Le cloud du gouvernement indien a divulgué les données personnelles des citoyens en ligne pendant des années

For years, the Indian government’s cloud has exposed its citizens’ personal information online

In an eye-opening development for India’s cybersecurity, a major breach has been exposed, raising concerns over the protection of citizens’ personal data. Sourajeet Majumder, a security expert, discovered that large amounts of personal data, including **Aadhaar numbers**, information related to **COVID-19** vaccination, and details of ** passport** were freely accessible online. The leak is attributed to improper configuration of the Indian government’s cloud service, named S3WaaS, touted as a secure solution for deploying government websites.

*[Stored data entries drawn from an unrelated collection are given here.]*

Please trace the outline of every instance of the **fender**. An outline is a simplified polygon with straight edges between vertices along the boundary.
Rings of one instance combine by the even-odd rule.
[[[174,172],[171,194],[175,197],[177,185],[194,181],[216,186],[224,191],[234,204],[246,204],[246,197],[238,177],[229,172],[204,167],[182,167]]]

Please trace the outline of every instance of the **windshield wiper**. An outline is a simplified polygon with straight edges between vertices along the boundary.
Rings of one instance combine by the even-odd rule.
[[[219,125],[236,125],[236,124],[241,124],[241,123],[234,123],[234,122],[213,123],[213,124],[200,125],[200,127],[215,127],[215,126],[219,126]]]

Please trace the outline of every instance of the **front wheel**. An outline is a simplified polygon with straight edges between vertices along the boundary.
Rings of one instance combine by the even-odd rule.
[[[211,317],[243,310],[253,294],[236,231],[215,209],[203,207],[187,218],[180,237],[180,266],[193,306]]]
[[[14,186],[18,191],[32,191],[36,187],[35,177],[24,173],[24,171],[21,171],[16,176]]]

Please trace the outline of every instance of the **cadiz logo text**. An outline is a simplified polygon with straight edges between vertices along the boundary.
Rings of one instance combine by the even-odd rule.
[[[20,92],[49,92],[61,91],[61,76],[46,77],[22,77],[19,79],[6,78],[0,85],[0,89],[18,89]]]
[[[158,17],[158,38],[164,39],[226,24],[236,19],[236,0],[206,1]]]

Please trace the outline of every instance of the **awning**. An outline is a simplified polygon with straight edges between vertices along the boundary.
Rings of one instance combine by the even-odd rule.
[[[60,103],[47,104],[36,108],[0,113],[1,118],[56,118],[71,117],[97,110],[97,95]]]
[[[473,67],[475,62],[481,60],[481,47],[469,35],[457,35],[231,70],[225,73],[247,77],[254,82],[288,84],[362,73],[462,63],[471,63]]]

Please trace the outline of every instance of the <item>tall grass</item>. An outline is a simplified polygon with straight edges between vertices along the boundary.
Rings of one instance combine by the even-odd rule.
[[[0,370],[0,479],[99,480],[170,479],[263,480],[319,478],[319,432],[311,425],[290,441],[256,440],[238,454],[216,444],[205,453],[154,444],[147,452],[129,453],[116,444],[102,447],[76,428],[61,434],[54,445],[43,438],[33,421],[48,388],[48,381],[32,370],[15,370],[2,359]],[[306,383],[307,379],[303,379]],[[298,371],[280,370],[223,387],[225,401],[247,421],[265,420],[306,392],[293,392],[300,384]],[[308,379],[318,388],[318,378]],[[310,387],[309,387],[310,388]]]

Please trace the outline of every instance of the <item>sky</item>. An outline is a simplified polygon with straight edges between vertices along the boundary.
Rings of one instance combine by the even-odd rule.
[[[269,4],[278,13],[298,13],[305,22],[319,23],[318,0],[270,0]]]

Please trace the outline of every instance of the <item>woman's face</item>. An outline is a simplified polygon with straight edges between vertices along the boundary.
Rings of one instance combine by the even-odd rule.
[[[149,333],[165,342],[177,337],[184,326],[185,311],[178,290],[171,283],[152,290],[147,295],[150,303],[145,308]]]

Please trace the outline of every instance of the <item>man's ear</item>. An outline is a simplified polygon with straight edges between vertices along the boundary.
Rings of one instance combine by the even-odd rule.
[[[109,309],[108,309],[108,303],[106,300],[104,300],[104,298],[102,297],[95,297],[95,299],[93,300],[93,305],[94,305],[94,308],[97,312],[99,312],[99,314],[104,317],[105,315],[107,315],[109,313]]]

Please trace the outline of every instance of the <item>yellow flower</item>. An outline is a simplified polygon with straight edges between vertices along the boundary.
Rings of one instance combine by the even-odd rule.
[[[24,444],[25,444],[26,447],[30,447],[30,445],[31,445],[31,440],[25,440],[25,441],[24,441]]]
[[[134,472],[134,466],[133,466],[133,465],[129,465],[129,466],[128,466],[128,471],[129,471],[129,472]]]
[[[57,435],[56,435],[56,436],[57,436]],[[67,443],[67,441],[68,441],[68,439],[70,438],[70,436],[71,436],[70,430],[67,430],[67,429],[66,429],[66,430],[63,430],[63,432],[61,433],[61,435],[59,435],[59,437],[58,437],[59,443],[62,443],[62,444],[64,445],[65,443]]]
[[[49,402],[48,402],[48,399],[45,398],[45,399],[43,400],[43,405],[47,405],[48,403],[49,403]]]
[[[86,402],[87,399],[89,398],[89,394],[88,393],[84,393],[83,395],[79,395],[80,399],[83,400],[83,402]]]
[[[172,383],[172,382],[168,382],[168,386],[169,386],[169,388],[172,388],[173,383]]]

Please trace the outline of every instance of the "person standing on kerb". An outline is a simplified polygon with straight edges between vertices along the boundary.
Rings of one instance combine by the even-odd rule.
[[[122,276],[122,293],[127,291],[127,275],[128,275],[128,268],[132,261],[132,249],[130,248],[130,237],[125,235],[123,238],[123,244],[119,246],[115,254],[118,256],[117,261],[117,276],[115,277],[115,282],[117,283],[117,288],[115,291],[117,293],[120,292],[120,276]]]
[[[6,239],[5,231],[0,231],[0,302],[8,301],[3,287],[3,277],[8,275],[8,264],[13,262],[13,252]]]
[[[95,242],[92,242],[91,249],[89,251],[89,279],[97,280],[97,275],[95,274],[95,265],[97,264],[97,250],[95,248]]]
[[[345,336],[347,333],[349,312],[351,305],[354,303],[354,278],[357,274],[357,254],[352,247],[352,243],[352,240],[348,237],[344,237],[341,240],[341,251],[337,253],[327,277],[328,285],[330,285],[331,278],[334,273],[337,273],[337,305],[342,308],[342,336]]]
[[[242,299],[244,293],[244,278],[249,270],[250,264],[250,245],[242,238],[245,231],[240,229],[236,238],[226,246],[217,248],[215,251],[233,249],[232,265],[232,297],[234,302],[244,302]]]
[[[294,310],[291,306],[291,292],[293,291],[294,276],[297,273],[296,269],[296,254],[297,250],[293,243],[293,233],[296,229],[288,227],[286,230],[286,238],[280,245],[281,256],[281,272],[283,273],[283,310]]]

This alarming situation was first revealed in 2022 when Majumder observed that sensitive data was available on the open internet. Even more worrying, search engines had indexed these documents, making finding private data that much easier for anyone who knew the terms to search for. Alerted by this discovery, Majumder turned to the Internet Freedom Foundation, which helped him communicate this flaw to CERT-In (India’s Computer Emergency Response Team) as well as the National Security Center. ‘Indian Government IT.

CERT-In quickly took note of the problem and links to the sensitive files were removed from public search engines. However, sadly, according to Majumder, this action did not completely resolve the breach as personal information continued to be exposed online until very recently.

The exact scale of this data breach remains difficult to assess, but Majumder warns of the potential dangers, particularly regarding identity theft and scams. It also highlights the specific risks of leaking private medical information, such as COVID-19 test results and vaccination records. These revelations could not only compromise the privacy of individuals but also lead to discrimination and social rejection.

A lire également  Mitigating Natural Disaster Risk When Investing in Commercial Real Estate

Faced with this situation, Majumder calls for a burst of reflection on IT security policies. It is imperative that this incident serve as a trigger for the implementation of rigorous data security reforms to effectively protect citizens’ privacy.

In conclusion, as cyber threats continue to evolve, the incident highlights the need for constant vigilance and reassessment of the security measures in place to safeguard individuals’ personal data against unauthorized access.